FIFA outperformed its conservative budget, posting $7.6 billion in revenue for 2019-22, aided by belated and under-publicized World Cup sponsorship deals from YouTube and tourism authorities in Las Vegas and Saudi Arabia.

The $11 billion budgeted income through 2026 has been boosted by many high-revenue NFL stadiums for the men’s World Cup as well as making separate deals for the women’s tournament.

Another political and financial victory was convincing U.S. federal prosecutors to pay restitution on more than $200 million forfeited by corrupt officials and marketing agencies in the sweeping investigation that helped lead Infantino to power.

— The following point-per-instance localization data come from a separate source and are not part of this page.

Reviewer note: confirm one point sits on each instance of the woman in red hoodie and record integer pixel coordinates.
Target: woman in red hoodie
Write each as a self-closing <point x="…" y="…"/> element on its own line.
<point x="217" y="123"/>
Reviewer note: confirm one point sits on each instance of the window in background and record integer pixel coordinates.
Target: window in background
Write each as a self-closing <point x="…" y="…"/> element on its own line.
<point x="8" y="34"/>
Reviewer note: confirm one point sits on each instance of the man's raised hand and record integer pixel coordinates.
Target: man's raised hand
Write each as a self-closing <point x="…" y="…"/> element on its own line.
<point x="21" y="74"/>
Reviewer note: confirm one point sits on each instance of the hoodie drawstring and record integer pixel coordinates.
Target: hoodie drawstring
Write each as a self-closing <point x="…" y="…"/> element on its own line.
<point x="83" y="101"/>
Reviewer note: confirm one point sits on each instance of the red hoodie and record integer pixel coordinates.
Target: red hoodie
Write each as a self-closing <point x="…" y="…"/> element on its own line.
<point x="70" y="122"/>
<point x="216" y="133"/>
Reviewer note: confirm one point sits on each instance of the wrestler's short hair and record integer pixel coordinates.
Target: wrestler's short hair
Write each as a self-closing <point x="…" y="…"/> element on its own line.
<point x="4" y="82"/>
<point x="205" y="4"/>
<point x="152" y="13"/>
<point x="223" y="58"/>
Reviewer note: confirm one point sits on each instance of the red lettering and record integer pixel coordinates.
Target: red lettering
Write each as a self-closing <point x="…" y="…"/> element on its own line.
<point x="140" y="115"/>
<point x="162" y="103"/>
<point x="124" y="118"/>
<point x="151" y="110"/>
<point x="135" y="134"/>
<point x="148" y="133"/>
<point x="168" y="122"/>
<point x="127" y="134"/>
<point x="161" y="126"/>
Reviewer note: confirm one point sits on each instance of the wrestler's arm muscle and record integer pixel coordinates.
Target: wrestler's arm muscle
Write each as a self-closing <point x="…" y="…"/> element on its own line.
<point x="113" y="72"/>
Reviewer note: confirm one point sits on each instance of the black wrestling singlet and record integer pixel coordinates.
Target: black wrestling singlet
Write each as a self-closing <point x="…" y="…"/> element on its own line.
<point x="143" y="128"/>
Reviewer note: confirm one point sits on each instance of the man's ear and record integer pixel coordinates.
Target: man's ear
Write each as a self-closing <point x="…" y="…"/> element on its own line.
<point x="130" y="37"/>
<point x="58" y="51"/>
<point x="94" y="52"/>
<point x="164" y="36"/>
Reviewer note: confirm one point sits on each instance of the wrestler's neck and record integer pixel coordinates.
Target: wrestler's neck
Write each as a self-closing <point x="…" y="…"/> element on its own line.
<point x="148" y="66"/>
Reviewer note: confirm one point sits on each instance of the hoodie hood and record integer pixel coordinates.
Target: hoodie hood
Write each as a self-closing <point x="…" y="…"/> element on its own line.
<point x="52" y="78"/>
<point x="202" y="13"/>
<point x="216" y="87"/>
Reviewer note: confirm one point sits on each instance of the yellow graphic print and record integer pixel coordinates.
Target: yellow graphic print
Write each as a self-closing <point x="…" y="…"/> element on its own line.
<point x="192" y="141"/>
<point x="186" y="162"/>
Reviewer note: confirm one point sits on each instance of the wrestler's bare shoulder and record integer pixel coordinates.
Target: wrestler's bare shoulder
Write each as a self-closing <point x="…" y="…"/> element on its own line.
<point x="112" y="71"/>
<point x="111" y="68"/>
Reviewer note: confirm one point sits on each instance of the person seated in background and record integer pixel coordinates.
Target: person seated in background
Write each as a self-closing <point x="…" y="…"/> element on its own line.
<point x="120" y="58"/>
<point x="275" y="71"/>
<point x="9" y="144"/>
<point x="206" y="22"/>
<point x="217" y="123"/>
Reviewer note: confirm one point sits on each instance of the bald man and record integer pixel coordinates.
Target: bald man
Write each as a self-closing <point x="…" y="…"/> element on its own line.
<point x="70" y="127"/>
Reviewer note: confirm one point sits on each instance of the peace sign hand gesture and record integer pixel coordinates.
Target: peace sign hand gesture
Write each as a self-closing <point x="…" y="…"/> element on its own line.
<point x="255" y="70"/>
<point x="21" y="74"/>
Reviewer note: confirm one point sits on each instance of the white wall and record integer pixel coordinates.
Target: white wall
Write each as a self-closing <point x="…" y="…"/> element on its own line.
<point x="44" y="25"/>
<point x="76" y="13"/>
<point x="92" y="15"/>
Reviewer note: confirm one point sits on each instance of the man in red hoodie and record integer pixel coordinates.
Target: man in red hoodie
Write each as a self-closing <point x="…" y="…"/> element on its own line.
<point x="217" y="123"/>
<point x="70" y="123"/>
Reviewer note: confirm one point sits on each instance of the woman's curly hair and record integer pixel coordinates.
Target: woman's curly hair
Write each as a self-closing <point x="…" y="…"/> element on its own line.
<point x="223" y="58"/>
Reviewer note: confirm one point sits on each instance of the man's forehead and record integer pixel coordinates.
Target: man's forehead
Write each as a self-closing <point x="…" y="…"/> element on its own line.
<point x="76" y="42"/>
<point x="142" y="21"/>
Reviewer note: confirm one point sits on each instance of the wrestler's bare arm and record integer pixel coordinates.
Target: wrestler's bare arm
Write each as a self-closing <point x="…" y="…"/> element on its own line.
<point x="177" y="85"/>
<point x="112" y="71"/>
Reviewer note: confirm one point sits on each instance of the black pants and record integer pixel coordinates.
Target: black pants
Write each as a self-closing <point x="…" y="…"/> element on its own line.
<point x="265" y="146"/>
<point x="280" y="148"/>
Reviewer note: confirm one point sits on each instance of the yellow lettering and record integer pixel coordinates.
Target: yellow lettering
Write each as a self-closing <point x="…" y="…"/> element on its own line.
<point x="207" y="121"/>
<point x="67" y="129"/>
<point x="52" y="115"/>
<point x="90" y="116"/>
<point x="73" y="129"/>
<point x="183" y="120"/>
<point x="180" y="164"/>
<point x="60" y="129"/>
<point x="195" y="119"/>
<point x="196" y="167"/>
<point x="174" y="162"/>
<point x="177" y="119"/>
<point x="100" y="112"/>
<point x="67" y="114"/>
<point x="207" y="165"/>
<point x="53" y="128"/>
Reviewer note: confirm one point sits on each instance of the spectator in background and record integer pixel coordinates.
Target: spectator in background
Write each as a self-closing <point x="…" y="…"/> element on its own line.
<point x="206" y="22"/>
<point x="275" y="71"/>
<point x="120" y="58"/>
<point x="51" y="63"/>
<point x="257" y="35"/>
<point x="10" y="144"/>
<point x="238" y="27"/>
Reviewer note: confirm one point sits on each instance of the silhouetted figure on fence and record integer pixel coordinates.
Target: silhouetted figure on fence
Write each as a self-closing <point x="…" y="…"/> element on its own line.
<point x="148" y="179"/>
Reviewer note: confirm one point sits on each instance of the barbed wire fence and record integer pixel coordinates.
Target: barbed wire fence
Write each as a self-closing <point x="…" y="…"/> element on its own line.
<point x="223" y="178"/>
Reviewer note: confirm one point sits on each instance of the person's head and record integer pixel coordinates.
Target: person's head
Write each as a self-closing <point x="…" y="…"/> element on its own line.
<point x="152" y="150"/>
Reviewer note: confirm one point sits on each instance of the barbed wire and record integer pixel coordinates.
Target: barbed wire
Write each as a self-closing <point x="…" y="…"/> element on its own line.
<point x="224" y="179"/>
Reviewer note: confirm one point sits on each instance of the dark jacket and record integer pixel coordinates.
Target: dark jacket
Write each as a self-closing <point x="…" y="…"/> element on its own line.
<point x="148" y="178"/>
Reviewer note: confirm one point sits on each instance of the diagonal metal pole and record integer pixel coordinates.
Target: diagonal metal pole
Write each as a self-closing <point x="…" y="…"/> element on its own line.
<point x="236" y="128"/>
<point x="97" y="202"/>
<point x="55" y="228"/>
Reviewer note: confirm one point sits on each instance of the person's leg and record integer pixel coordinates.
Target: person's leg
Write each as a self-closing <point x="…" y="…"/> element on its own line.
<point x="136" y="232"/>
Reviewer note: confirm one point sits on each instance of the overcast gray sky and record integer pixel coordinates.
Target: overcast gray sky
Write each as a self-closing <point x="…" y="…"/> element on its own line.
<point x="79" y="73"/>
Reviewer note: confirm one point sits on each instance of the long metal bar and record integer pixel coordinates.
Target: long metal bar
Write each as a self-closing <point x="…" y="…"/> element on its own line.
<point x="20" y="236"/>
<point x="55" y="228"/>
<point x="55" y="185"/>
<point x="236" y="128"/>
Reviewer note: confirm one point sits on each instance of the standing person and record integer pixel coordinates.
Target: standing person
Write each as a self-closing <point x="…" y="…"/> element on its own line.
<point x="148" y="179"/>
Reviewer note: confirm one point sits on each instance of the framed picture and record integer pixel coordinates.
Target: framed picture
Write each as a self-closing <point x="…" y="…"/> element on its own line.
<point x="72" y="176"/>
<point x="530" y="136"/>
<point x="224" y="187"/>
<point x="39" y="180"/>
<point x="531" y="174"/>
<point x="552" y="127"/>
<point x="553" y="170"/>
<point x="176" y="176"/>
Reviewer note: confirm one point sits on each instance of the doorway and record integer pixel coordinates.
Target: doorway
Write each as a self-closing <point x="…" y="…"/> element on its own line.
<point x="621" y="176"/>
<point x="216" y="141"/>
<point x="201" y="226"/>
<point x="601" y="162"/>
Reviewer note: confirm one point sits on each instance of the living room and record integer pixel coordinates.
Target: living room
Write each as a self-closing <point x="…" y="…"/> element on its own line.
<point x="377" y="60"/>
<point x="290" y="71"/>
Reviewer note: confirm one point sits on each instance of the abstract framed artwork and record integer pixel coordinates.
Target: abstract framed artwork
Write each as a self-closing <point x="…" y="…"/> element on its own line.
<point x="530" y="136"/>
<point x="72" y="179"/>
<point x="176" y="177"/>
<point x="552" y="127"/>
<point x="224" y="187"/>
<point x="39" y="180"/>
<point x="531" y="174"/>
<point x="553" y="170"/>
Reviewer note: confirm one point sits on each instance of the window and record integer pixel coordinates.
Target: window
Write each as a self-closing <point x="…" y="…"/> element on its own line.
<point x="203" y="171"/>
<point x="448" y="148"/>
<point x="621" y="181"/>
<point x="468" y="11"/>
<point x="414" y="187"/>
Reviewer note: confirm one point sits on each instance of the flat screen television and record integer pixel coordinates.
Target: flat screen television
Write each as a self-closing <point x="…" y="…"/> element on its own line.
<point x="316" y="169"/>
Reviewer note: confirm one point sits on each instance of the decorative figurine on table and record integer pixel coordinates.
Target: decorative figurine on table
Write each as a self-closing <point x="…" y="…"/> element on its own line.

FIFA shared that money with the football organizations for North and South America, CONCACAF in Miami and CONMEBOL in Paraguay.


A World Cup for 24-team club teams in China in June 2021 was lost to the coronavirus pandemic. Launching a Women’s Club World Cup has been a goal for a long time, but it remains just an idea.

An important football document – the FIFA-administered international fixtures calendar, which determines when clubs must release players to national teams – has long been flagged as a priority to extend before it expires in 2024. The process is complex and involves confederations, clubs, leagues and players’ unions – all with self-serving views on how to play more or less games. FIFA mixed it up with the losing battle of biennial World Cups and it is still unsigned.


FIFA has had alternating close working relationships with Russia and China, Qatar and Saudi Arabia during Infantino’s presidency. So also clubs in the Premier League.

Infantino’s eagerness to work with those countries and heads of state has exposed FIFA to claims from rights groups to enable “sports washing.”

During his first term in office, FIFA commissioned human rights assessments of World Cup bidders and established an independent advisory board. That board was closed in 2021. Human rights advice was adopted internally with a lower profile as Infantino’s ties to Saudi football deepened. A Saudi-led bid to host the 2030 or 2034 World Cup is expected.

FIFA also shut down its once-vaunted Stakeholders Committee, the meeting for clubs, leagues and players’ unions to help make decisions about competitions and rules that affect them.

FIFA consultations have been unclear on proposals such as bi-annual World Cups, the launch of a 32-team Club World Cup in 2025 and changing the format of the 2026 World Cup, despite an earlier agreement six years ago.

The limit of Infantino’s presidential term was also opaque. He was part of a FIFA modernization panel in 2015 that said 12 years should be the maximum for future presidents. Once in office, as hands-on executive president, contrary to the panel’s proposal for a figurehead leader, his term limit was changed. With the process not made public, a decision in Moscow meant his first three years in office through 2019 would not count.

Infantino is now eligible for 15 years at the top of world football until 2031.